- Sahdullahpur Location in Lalganj, Bihar, India
- Coordinates: 25°54′N 85°09′E﻿ / ﻿25.900°N 85.150°E
- Country: India
- State: Bihar
- District: Vaishali district

Languages
- • Official: Bajjika, Hindi
- Time zone: UTC+5:30 (IST)
- PIN: 844121
- Lok Sabha constituency: Hajipur
- Vidhan Sabha constituency: Lalganj
- Website: vaishali.bih.nic.in

= Sahdullahpur =

Sahdullahpur is a village in Bihar in the Vaishali district. It is about five kilometers from the nearest town, Lalganj. The name of its panchayat is the name of the village Sahdullahpur. The village is not so big according to the geographical area. It is expected to be about 650 acres of land acquired by the village. Its north border is shared by Hussaina and Amritpur and its southern border is shared by Jaitipur and Sarariya. The village has its own post office with the pin code 844121.

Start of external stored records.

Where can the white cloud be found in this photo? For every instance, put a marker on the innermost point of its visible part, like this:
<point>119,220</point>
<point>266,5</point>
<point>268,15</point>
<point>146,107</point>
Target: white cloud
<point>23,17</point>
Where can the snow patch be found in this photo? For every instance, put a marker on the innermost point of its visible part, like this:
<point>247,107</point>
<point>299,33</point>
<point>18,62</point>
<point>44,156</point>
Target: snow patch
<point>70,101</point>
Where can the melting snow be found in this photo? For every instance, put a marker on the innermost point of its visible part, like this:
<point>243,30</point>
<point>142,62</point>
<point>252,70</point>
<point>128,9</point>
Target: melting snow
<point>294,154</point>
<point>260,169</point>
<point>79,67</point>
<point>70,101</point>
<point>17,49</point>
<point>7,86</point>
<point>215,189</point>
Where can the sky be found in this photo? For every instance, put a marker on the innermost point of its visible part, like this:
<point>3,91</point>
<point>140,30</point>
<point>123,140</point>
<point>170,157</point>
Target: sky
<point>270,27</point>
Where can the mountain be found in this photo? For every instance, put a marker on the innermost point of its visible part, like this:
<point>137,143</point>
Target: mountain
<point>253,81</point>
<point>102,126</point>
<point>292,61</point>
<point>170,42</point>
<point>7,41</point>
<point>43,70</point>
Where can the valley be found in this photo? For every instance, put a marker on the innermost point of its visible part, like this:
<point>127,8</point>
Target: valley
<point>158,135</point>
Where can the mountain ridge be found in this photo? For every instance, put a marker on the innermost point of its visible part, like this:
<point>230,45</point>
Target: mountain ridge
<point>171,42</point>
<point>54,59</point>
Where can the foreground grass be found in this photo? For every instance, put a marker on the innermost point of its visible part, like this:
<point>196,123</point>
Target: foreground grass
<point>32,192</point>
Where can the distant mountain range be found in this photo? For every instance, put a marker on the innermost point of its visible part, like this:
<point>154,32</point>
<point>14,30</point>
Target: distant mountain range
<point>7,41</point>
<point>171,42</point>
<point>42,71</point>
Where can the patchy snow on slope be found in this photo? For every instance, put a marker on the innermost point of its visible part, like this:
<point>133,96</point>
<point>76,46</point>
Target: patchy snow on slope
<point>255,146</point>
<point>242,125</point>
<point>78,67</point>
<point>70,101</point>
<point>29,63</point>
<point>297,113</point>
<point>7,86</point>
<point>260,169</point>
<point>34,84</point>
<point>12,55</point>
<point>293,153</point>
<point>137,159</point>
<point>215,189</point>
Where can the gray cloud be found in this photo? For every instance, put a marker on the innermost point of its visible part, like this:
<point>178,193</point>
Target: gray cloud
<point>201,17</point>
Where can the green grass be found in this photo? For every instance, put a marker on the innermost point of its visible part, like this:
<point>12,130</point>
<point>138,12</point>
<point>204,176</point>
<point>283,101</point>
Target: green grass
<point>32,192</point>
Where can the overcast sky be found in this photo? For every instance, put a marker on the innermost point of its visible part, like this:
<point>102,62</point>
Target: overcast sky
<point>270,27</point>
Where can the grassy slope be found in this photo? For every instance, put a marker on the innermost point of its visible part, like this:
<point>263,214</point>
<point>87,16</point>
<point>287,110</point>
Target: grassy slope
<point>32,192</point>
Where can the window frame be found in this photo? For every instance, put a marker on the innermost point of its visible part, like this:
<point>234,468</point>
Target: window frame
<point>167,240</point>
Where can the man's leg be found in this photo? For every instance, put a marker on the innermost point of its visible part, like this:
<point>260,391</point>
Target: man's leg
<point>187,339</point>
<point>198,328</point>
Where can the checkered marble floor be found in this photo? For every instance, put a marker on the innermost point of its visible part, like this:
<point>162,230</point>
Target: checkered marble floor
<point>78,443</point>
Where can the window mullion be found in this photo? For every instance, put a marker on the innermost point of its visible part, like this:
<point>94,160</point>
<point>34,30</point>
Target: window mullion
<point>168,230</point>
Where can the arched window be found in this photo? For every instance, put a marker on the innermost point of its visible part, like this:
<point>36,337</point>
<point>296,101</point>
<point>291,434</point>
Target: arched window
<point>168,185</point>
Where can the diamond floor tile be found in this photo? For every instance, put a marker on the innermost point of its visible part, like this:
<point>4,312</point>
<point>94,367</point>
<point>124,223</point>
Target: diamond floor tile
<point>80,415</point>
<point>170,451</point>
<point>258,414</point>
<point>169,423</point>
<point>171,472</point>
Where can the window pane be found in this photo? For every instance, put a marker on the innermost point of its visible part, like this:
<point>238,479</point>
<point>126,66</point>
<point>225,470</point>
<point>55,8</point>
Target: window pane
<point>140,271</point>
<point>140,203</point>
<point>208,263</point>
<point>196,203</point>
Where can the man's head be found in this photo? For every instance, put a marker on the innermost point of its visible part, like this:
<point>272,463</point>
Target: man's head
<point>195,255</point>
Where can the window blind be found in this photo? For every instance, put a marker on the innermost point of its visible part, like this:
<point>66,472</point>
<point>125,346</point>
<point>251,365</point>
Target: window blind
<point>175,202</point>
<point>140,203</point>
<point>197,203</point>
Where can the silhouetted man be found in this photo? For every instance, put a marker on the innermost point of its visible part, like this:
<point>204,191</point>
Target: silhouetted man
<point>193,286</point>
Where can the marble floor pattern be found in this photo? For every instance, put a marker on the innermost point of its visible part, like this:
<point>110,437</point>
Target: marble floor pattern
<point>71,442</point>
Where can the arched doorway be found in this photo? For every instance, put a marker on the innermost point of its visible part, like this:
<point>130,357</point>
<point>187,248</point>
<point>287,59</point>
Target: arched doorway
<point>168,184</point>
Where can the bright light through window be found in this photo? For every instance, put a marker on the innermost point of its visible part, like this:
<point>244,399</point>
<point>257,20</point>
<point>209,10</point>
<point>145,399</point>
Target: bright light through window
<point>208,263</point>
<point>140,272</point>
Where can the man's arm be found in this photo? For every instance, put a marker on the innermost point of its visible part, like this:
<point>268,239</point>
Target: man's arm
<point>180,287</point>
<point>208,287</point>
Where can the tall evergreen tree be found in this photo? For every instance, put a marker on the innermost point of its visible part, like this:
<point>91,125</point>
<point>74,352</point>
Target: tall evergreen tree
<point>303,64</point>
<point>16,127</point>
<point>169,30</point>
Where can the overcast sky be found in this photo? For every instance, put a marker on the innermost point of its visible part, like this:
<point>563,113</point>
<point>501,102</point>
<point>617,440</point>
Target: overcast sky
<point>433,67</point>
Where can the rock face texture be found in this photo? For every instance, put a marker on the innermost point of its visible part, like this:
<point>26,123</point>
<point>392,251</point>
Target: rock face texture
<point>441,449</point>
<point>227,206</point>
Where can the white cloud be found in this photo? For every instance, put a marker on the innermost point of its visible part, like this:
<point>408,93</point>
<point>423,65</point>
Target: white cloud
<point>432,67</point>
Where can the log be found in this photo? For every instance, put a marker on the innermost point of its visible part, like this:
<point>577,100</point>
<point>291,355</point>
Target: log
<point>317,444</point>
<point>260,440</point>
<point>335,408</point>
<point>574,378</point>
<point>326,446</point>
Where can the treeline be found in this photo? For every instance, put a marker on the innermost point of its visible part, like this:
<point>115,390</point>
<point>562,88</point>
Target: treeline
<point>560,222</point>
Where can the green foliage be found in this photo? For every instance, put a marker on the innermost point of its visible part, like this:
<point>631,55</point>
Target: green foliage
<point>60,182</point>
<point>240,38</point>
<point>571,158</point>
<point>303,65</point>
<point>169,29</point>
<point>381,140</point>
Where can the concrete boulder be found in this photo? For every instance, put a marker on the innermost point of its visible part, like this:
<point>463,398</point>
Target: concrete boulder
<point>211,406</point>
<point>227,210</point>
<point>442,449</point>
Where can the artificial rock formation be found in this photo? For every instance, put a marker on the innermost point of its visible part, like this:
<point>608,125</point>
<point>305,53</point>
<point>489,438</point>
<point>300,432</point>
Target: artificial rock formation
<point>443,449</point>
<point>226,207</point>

The village has a primary school (for which land acquisition was with the donation by the first Mukhiya of this Panchayat Sri Suresh Prasad Singh).

The village comes under Lalganj Vidhan Shabha Constituency No. 124 and its Lokshabha constituency is Hajipur.

Bhumihar is the major caste in this village; other castes are also present.

The people of this village are mostly dependent on agriculture for their survival. There are also many government employees in this village working for various government departments.